Pollycarpus letter of duty 'not in line with procedures'
The Jakarta Post, Jakarta
The controversial letter assigning Garuda pilot Pollycarpus Budihari Priyanto, the main suspect in the murder of top rights campaigner Munir on board a Garuda plane, to join the fateful Sept. 6, 2004, flight as an aviation security officer could be categorized as a fake, according to an expert.
University of Indonesia criminal law expert Chaerul Huda said that the letter had not been issued in line with the proper procedures and therefore could, according to the Criminal Code, be categorized as a fake.
"But whether it (the letter) is valid or not depends on the institution. If such a practice has been going on for years, then it could be a normal thing," said Chaerul as quoted by newsportal detikcom.
He was speaking as an expert witness in the Central Jakarta District Court on Wednesday during the trial of Pollycarpus.
Pollycarpus has been accused of conspiring with two other Garuda crew members to murder Munir by putting arsenic in a glass of orange juice to be served to Munir during the Jakarta- Singapore leg of a flight to Amsterdam. The indictment says that Pollycarpus swapped his business class seat with Munir's economy class seat to facilitate the murder.
The indictment also describes Pollycarpus as a staunch nationalist who saw Munir as a "hindrance to government programs." Pollycarpus has denied the allegation.

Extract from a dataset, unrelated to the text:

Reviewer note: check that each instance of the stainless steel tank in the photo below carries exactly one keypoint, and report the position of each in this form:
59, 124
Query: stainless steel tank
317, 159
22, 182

During the police investigation, the senior Garuda pilot said that he joined the flight from Jakarta to Singapore as an aviation security officer as shown by a Sept. 4 letter of assignment.
But a separate investigation carried out by an independent team found that the letter was signed by Garuda vice president of corporate security Ramelgia Anwar instead of operations director Rudy A. Hardono, who is in charge of all Garuda pilots.
The letter was also allegedly typed and signed on Sept. 17, more than a week after Munir's death.
Munir, a co-founder of human rights watchdogs Kontras and Imparsial, died two hours before the Garuda plane landed at Amsterdam's Schiphol International Airport on Sept. 7 last year.
An autopsy conducted by the Dutch authorities found a lethal amount of arsenic in his body, leading to the conclusion that he had been murdered by poisoning.
A report from the now-defunct government-sanctioned fact- finding team also implicated former and serving officials of the State Intelligence Agency (BIN) in the murder. It is widely believed that Pollycarpus is also a BIN agent.
The current government of President Susilo Bambang Yudhoyono has been facing pressure from both activists at home and overseas to quickly solve the murder and bring the perpetrators and masterminds to court.
Meanwhile, the chairman of the panel of judges in the Central Jakarta District Court, Cicut Sutiyarso, demanded on Wednesday that the prosecution put other key witnesses on the stand during Thursday's hearing.
They include the former secretary-general of BIN, Nurhadi Jazuli, and the former deputy director of BIN, Muchdi P.R., both of whom failed to attend Wednesday's hearing.
But prosecutor Domu P. Sihite said that it would be difficult to get Nurhadi to attend in court on short notice as he was now in Nigeria where he served as Indonesia's ambassador.